Dortmund, 6. Juli 1983
Start des Frauen-Friedens-Marsch von Dortmund nach Brüssel.
Drei Frauen gehen Arm in Arm durch die Innenstadt. Sie lachen. Nicht leise, nicht angepasst – sondern offen, mutig, voller Energie. Es ist der erste Tag des Frauenfriedensmarschs von Dortmund nach Brüssel, den ich damals fotografisch begleitet habe.
Dieses Bild entstand mitten im Getümmel. Die Straße: Bühne. Der Körper: politisch. Das Lächeln: eine Form von Widerstand. Die drei Frauen stehen exemplarisch für das, was diese Bewegung ausmachte: Gemeinschaft, Sichtbarkeit, Präsenz im öffentlichen Raum. Sie nehmen sich ihren Platz – nicht kämpferisch im martialischen Sinne, sondern warm, solidarisch, lebendig.
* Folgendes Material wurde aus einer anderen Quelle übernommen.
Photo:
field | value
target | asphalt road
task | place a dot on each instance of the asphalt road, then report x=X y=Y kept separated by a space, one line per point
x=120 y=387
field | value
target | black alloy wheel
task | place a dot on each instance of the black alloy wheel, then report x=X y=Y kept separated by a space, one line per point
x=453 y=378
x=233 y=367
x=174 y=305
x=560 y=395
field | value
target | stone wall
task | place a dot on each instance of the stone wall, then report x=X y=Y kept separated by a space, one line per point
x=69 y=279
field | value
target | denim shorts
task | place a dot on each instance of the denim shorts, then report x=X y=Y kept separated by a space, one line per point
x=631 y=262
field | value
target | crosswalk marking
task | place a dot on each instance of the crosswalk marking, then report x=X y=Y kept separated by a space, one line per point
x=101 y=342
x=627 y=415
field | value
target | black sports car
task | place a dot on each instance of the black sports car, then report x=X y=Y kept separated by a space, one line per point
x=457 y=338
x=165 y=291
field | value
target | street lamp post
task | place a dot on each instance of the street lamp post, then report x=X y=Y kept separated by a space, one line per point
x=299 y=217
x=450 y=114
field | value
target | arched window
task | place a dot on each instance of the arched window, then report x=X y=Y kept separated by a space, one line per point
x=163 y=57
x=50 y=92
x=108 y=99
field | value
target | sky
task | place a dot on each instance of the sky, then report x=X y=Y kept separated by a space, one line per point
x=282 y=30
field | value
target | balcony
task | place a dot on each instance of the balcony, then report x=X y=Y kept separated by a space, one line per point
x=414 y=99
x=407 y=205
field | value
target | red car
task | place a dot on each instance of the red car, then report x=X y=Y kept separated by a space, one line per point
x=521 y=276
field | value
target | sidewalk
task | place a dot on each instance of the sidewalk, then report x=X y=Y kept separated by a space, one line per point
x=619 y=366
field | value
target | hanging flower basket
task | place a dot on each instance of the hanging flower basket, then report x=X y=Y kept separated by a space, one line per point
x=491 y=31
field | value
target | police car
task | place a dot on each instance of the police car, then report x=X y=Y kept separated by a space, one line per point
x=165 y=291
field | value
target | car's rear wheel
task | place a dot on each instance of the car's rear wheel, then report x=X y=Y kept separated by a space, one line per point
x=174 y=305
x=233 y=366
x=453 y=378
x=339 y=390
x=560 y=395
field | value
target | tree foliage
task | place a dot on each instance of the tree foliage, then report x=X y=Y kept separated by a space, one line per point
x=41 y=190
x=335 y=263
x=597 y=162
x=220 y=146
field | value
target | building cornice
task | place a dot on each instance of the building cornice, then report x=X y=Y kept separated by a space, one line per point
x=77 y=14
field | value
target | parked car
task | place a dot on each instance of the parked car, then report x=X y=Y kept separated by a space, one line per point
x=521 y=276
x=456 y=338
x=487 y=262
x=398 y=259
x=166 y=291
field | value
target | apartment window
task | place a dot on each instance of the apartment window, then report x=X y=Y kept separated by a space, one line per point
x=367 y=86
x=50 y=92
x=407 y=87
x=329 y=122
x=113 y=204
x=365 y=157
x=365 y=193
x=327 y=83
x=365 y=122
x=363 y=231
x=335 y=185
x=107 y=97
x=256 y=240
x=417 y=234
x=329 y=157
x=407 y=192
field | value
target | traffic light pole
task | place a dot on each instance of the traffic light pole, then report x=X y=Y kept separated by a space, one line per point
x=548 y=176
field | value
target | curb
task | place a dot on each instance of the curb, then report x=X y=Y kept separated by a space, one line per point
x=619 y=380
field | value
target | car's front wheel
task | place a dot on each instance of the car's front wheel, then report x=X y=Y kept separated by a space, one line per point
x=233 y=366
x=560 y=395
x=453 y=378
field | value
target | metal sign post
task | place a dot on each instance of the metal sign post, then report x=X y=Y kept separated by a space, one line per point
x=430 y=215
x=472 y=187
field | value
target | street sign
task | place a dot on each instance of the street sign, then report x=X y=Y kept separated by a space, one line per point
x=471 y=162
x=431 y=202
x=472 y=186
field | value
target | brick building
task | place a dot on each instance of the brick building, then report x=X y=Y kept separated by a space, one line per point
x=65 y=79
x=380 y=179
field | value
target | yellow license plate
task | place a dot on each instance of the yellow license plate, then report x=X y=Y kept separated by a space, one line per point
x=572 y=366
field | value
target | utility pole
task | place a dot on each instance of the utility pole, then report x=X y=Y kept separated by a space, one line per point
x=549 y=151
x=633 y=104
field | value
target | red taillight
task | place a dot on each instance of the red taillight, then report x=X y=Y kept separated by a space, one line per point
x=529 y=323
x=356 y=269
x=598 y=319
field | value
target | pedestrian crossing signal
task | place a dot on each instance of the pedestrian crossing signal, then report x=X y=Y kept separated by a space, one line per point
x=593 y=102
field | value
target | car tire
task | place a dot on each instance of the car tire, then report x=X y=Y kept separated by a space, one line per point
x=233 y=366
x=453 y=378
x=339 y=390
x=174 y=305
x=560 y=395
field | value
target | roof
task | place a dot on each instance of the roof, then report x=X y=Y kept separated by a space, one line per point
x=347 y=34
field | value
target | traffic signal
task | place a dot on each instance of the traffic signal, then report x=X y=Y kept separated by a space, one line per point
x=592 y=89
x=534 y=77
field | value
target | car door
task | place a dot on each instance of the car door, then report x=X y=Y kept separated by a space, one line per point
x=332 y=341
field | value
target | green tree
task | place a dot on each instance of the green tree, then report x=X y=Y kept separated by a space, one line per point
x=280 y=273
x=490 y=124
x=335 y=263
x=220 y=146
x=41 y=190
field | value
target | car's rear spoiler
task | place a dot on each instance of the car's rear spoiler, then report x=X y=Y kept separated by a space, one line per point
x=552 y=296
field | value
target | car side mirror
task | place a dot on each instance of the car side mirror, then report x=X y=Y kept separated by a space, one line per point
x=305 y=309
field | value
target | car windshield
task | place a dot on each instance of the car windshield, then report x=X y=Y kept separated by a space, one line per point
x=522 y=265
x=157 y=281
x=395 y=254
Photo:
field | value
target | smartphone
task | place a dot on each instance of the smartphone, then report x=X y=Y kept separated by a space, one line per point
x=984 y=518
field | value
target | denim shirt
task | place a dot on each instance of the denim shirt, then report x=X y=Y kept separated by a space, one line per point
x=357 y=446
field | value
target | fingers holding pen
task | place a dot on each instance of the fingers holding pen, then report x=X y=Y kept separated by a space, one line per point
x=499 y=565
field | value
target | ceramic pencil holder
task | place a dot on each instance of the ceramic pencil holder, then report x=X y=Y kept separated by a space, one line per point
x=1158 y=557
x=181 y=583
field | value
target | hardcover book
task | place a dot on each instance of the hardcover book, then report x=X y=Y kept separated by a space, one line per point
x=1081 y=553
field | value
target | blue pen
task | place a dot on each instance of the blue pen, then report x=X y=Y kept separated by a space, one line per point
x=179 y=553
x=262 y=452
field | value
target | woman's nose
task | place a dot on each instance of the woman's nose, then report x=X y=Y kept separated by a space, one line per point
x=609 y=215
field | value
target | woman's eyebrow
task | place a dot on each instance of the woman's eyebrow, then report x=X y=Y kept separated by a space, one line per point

Mich berührt dieses Foto noch heute. Vielleicht, weil es zeigt, wie politische Haltung und Lebensfreude sich nicht ausschließen müssen. Vielleicht auch, weil es genau den Ton trifft, den viele Protestbilder bis heute vermissen: Nähe, Kraft, Humor – ohne Pose.
Ein Archivmoment, der mehr ist als Erinnerung.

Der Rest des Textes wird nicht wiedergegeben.